Shockingly, after absorbing Rs 54 lakh crore of foreign and domestic capital since 1991 and till 2013, the corporate sector has added-- believe it--just 2.2 million jobs. The reform process did not have in its radar the non-corporate sector, including the 58 million tiny businesses units, which account for 50 per cent of the nation’s GDP and 90 per cent of nations non-farm jobs-- that is over 460 million.
More shockingly, public and private corporate sector together produce employ just 15 million people -- less than a tenth of the non-farm jobs. The reformists were perhaps not aware that the banks supply only 4 per cent of the finance needed by the 58 million tiny businesses, which produce 128million jobs and a huge pool of entrepreneurship. Also that two-thirds of the tiny businesses are operated by OBSs, SCs, and STs.
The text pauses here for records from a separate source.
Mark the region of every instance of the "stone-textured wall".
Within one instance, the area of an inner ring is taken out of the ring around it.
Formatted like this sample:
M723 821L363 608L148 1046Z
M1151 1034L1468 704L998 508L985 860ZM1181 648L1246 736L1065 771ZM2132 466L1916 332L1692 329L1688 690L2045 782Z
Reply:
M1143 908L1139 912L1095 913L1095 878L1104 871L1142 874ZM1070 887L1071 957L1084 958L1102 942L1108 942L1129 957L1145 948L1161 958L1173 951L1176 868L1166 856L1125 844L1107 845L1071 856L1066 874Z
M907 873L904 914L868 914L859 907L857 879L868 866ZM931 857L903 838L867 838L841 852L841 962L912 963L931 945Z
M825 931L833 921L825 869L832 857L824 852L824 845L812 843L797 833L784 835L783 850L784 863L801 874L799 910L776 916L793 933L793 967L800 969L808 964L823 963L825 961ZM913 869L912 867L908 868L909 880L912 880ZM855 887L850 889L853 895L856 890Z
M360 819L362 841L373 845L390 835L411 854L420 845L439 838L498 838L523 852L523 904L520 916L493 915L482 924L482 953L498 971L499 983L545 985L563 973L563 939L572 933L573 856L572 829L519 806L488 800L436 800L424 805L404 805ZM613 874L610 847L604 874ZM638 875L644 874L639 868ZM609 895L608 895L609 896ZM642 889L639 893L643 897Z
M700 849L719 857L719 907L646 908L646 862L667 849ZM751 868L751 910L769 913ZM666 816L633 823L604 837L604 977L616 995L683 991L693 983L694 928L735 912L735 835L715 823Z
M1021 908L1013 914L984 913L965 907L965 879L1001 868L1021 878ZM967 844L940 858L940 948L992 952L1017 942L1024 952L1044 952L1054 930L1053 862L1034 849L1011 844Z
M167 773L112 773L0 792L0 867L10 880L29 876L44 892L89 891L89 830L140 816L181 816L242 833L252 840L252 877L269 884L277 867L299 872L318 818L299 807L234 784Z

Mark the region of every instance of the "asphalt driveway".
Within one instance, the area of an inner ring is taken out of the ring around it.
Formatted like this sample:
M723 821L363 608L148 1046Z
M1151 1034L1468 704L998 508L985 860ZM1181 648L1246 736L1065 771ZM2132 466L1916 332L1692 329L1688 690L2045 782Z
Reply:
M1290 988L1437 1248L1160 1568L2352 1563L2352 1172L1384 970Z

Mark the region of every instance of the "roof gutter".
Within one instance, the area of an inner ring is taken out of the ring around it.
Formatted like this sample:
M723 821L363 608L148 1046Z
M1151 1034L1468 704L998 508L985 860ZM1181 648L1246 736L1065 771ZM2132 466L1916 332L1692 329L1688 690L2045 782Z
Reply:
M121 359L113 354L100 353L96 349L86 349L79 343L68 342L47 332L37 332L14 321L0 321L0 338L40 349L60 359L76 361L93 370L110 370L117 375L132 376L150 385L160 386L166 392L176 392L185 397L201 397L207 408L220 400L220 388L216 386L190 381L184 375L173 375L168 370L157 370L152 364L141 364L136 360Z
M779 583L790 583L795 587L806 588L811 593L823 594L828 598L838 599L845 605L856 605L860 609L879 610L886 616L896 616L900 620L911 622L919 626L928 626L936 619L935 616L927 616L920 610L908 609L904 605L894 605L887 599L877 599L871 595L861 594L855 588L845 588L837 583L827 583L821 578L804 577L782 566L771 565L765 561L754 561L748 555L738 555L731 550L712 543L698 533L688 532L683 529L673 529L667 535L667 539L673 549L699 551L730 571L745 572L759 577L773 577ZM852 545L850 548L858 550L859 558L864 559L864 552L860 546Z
Yet despite all slogans of ‘inclusive growth’, this sector largely operated by disadvantaged sections did not figure in our monetary economics. They do not want any state largesse. They only need finance at affordable interest. Corporates get low-interest loans and banks even write them off when they do not pay.
Will the Budget Follow Niti Aayog?
The Niti Aayog seems to be the first major step to realising the need to reform the distorted reform theories. Niti Aayog even talks about’Social Capital’-- an idea Marxism, believing in social engineering, would detest and capitalism, founded on (methodological) individualism, would abhor.
The Niti Ayog document says: “In fact, the ‘social capital’ that is present in our people has been a major contributor to the development of the country thus far and, therefore, it needs to be leveraged through appropriate policy initiatives.”
This is a complete repudiation of both Marx and Market. Marx believed that socialism would make the society irrelevant. Capitalism trusted the market to do what Marx felt the state would do. But now the new theories, articulated by thinkers like Francis Fukuyama, believe that Social Capital is society’s commons, like environment and ecology, which operates outside the state and the market.
The Niti Aayog also explicitly underscores what both state planning and market economics in India has missed -- the 50 plus million small businesses as a major source of employment creation. It says: “These businesses are particularly important in creating opportunities for the backward and disadvantaged sections of the society. Policy making must focus on providing necessary support to this sector in terms of skill and knowledge upgrades and access to financial capital and relevant technology.”
It is the first time that an institution of the ‘reform era’ talks about this reality of India. A decade back, a Planning Commission expert even dismissed the jobs provided by this sector as dirty, advocating the destruction of this sector to create clean jobs! In contrast, China does devised policies to make this sector generate 128 million jobs. In India without any policy support, without any financing, without any recognition, the sector is producing 128 million jobs. Yet Indian reformists would prescribe euthanasia for this sector. The Niti Ayog seems keen to correct this perverted reform-- that is to reform the reform process. The issue is whether the Budget 2015-16 will begin the course correction of the nation initiated by Niti Aayog.
To begin with, will the Finance Minister devise a new architecture to provide lifeline finance to the non-corporate sector and tiny businesses-- which produce over 60 per cent of the nation’s GDP and 90 per cent of the country’s jobs?